After a short "remember to be careful" lecture from the teacher, the students were let loose to eat lunch. Bobo had ran ahead of him, determined to find the tree from the legends to overturn her loveless life. He had smiled ruefully and followed from a distance as she zeroed in on a tall tree a bit aways from the others.
He should have followed closer.
She screamed as she tripped over a root, landing ungracefully on her chin. He started over to help her, a taunt just on his tongue when someone else made it there before him. The girl looked slightly older than them, and she was wearing casual clothes unlike them in their school uniforms. He couldn't hear her words but he could pick up the tones of concern in her gentle voice as she bent down to pick her up. Seeing how her hands were dirtied from trying to break her fall, the older girl had fished out a handkerchief and wiped away the dirt. Only after Bobo nodded ferociously did she smile and walk away.
"Hey, what did the ground do to you?" he tried to joke, but Bobo had turned around startled at his voice, and her face made him knit his brows.
"Did you hurt yourself? Your face is awfully red."
Upon hearing this remark, she laughed awkwardly and waved a hand around to brush it all off. "It's nothing, probably just the light coming through the leaves. Let's go find a spot to eat lunch." She marched forward resolutely away from the direction the older girl had gone.
He didn't remark that the flush was still present even after they exited the tree's shade.
Red maple leaves. Two people under the shade. A silly urban legend of true love. No matter how he tried, one of those people wasn't him.

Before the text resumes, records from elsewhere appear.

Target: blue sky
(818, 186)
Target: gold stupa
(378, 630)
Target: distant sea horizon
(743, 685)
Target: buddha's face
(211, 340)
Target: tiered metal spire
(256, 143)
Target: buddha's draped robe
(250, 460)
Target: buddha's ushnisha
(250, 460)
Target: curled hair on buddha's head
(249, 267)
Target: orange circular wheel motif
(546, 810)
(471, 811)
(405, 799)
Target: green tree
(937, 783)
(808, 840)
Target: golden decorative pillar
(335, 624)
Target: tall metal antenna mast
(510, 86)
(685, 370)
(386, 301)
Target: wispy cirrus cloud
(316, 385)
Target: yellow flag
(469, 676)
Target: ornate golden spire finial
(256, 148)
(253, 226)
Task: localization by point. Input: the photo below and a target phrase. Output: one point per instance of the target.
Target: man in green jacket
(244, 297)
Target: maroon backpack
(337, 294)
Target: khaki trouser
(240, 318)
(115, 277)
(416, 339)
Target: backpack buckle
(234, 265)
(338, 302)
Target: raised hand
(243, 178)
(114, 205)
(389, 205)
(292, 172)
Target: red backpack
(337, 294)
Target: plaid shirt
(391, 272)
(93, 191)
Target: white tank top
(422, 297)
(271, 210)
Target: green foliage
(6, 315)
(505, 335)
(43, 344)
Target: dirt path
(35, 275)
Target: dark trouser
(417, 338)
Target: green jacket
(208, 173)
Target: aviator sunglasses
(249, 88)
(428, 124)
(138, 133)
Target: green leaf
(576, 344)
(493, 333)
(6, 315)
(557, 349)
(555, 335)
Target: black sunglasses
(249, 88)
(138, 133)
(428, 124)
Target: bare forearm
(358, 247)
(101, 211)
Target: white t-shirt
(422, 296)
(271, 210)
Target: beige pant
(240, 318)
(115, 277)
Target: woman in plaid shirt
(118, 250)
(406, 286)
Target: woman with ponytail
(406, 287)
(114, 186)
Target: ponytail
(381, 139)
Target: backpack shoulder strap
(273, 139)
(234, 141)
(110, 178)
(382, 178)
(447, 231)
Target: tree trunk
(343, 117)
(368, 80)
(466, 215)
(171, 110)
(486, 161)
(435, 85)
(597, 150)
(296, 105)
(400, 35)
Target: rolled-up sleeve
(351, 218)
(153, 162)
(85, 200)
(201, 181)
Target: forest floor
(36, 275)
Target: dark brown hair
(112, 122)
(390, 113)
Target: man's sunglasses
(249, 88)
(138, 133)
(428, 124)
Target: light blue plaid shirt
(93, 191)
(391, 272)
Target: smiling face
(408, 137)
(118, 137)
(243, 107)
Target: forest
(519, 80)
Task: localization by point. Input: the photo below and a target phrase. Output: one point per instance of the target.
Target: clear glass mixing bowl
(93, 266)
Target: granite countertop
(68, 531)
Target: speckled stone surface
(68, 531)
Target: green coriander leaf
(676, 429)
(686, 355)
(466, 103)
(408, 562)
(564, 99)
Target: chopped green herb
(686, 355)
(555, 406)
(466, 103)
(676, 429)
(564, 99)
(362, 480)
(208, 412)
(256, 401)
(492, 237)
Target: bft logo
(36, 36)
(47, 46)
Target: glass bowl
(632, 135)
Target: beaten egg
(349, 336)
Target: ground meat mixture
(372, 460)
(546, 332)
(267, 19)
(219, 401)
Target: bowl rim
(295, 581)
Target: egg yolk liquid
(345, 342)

It was only Bobo and that other girl, both smiling shyly as their hands were connected through a cloth handkerchief.
He groaned and kicked out at his blankets, burrowing his head under his pillow to try and dissipate the memories.
Of how she had nearly dropped her food multiple times looking out for pink hair.
Of how she looked out at the crowd at the train stations, seeking out the uniforms of nearby high schools.
Of how she'd grow distracted, mind clearly elsewhere but not because of her diagnosis like others had thought.
Of how his crush's cheeks were warm, but that warmth didn't belong to him.